Human macrophages are immunnoprofiled by pericardial fluid small extracellular vesicles modulating lipid metabolism mechanisms

Abstract Background Coronary artery disease (CAD) is the main cause of myocardial infarction and consequent ischemic heart disease (IHD). Macrophages are central to CAD. Small extracellular vesicles (sEVs) can shuttle microRNAs and other molecular cargos from cell to cell, mediating response in target cells. Recent evidence supports the sEVs role in modulating macrophage phenotype. The pericardial fluid (PF) contains sEVs and immune cells including cavity-like macrophages. Purpose This study investigates whether PF-sEVs regulate macrophages, contributing to a specific immunophenotype in CAD patients. Methods PF was collected from CAD patients undergoing coronary bypass surgery (CABG) and non-atherosclerotic patients operated for mitral valve repair (control group). sEVs were isolated and characterised for size (Nanosight tracking analysi), tetrasapanin content (Nanoview chips) and microRNA content (RNA seq analysis). Monocytes from healthy donors were isolated from buffy coats and differentiated into macrophages following established protocols.

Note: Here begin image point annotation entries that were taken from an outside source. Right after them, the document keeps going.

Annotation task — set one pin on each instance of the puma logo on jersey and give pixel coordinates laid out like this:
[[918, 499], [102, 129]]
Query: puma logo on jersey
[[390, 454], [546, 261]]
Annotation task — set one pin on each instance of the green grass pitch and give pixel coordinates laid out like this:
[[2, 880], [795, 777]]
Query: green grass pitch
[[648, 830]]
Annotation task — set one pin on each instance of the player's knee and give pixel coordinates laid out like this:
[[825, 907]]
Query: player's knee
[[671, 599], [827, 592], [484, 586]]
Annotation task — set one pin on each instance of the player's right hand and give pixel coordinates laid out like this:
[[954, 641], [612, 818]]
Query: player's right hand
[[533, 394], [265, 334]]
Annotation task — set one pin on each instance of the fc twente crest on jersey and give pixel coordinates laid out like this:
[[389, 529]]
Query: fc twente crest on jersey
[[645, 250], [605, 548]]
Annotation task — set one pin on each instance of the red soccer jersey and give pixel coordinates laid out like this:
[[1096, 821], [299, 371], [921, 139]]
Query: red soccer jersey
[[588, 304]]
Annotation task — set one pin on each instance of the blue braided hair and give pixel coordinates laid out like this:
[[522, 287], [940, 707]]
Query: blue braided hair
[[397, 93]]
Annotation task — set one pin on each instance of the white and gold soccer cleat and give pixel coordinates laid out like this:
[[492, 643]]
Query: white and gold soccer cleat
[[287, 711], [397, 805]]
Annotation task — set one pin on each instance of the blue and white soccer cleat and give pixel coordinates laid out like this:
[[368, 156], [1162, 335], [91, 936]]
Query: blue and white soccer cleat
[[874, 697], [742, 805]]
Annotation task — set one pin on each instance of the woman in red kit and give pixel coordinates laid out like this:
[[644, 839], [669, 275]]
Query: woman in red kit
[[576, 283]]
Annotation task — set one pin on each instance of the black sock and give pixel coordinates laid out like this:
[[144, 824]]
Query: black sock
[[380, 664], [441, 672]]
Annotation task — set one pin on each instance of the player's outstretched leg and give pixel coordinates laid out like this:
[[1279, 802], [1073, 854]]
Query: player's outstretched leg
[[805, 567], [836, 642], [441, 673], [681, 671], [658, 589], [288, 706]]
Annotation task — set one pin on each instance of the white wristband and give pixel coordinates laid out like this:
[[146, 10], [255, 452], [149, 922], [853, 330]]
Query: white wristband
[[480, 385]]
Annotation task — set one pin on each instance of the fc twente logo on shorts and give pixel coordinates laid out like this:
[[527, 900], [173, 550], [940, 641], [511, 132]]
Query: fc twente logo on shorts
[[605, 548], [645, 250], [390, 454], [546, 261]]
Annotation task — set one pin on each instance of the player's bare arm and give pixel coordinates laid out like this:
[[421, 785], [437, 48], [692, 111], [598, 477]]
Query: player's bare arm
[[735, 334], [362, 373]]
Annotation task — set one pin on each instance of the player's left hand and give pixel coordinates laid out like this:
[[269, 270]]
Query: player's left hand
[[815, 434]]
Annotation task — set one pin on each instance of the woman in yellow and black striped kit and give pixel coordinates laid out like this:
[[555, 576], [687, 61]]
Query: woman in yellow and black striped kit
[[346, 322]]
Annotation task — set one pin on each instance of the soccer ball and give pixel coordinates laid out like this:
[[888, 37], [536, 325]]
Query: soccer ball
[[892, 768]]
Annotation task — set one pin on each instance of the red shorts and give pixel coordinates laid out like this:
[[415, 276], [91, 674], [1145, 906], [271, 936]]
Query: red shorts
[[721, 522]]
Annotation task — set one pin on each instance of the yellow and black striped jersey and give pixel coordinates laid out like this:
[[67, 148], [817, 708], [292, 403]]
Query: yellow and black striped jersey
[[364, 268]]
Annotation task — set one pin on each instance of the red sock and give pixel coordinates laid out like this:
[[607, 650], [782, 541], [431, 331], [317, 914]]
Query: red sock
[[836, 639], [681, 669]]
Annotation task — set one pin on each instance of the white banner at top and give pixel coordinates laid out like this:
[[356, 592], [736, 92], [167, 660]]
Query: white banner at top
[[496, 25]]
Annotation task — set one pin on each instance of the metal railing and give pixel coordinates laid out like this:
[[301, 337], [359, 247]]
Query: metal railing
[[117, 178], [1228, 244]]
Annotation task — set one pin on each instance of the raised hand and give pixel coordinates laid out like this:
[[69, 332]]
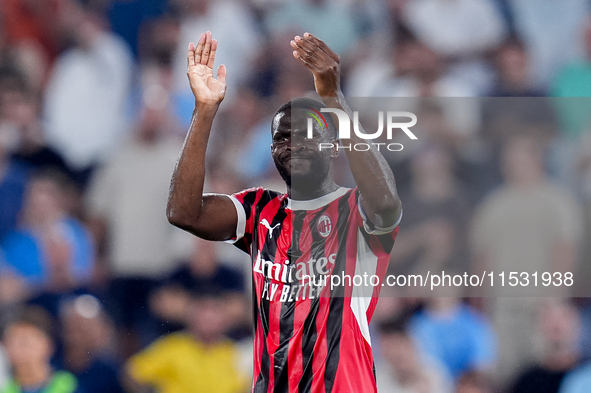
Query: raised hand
[[206, 89], [324, 64]]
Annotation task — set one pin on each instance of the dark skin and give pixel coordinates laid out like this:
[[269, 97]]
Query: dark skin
[[213, 216]]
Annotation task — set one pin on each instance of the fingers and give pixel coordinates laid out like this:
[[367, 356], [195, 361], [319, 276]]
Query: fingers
[[206, 49], [191, 55], [222, 74], [306, 53], [320, 44], [199, 49], [214, 47]]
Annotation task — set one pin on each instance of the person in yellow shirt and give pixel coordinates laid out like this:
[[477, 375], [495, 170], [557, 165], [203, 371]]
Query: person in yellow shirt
[[198, 360]]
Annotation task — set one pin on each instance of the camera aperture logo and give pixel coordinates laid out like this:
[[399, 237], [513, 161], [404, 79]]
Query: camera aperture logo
[[344, 129]]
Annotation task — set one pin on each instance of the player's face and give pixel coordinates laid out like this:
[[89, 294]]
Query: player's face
[[298, 158]]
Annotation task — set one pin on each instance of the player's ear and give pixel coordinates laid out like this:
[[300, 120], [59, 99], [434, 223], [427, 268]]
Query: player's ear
[[334, 151]]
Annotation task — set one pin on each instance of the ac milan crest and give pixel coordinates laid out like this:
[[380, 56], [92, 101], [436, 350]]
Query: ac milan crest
[[324, 226]]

Macrophages were incubated with either CAD-sEVs or non-CAD sEVs for 24h at 37oC. The cells were collected and processed for mRNA analyses (qRT-PCR) and flow cytometry. Further bioinformatics were employed to understand functional pathways targeted by PF-sEVs-miRNA. Results In line with the human-PF macrophages profile, exposure to CAD-sEVs reduces the anti-inflammatory profile of human macrophages. CAD-sEVs treated macrophages showed a CCR2-, CD36+low, CD206+low profile. While non-CAD-sEVs did not statistically differ from PBS nor untouched groups, CAD-sEVs increased the mRNA level of IL1a, IL1b, TNFa and decreased MRC1. Bioinformatic analysis showed that 861 miRNAs were decreased in the PF-sEVs from CAD patients compared to non-CAD. miRNA targets prediction and pathway analyses reported that clusters of PF-miRNAs could regulate CD36, decreased in PF-macrophages. Conclusions We demonstrate, that sEVs isolated from PF-CAD reduce the anti-inflammatory profile of human macrophages, and target crucial lipid metabolism pathways. These clinically relevant results could drive to decipher improved therapeutics to modulate the epicardial/myocardial immune response in CAD patients.